This year’s IIC Shanghai, while similar in arrangement to previous years with forums on power supply, MCU, EDA/IP, and the China IC Leaders Summit, has a notable difference: everyone is talking about AI. Almost all topics revolve around AI—even discussions related to power supply and testing are intertwined with AI.

This is closely related to the immense value AI brings to the current semiconductor industry. Naturally, at the EDA/IP and IC design forums, all speakers are focusing on AI, generative AI, and edge AI—Cadence, while introducing its EDA tools, consistently emphasized “AI” throughout its presentation. Arm Technology has unique insights into the evolution in the AI era.
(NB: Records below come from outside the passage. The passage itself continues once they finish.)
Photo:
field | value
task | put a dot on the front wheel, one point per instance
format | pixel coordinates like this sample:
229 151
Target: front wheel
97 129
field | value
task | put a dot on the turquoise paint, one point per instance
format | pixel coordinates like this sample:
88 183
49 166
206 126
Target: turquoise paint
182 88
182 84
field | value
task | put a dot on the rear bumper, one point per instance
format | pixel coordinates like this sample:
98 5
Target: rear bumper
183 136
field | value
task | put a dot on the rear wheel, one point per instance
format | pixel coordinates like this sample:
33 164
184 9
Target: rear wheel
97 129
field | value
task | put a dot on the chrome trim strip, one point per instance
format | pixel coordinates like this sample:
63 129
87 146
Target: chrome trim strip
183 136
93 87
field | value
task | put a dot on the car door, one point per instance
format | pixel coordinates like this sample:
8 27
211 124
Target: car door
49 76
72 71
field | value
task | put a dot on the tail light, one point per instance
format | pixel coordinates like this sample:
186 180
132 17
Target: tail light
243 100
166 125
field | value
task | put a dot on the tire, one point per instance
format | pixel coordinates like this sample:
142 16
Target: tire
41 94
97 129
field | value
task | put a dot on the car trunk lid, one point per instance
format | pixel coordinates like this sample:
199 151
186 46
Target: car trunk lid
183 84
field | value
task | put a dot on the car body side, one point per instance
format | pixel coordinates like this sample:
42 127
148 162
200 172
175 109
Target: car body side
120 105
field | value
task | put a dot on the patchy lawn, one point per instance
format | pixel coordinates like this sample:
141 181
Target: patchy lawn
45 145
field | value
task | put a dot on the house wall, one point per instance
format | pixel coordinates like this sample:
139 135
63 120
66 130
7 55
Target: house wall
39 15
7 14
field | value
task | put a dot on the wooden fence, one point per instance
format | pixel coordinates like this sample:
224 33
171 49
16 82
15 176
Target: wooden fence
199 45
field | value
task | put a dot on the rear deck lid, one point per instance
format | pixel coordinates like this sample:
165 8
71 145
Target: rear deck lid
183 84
According to Mao Weiyang, Senior Business Development Manager at Arm Technology, during the Cambrian explosion on Earth, new species emerged as biological evolution led to the development of eyes. He believes that the information technology industry is currently undergoing a similar process driven by AI technology. “In 2016, Mr. Masayoshi Son said that AI would bring about entirely new species and ecosystems,” Mao stated. “In the past two years, ChatGPT exploded, and cloud AI surged; in the last two years, autonomous vehicles, robots, and AI PCs/AI mobiles have emerged and begun to materialize.”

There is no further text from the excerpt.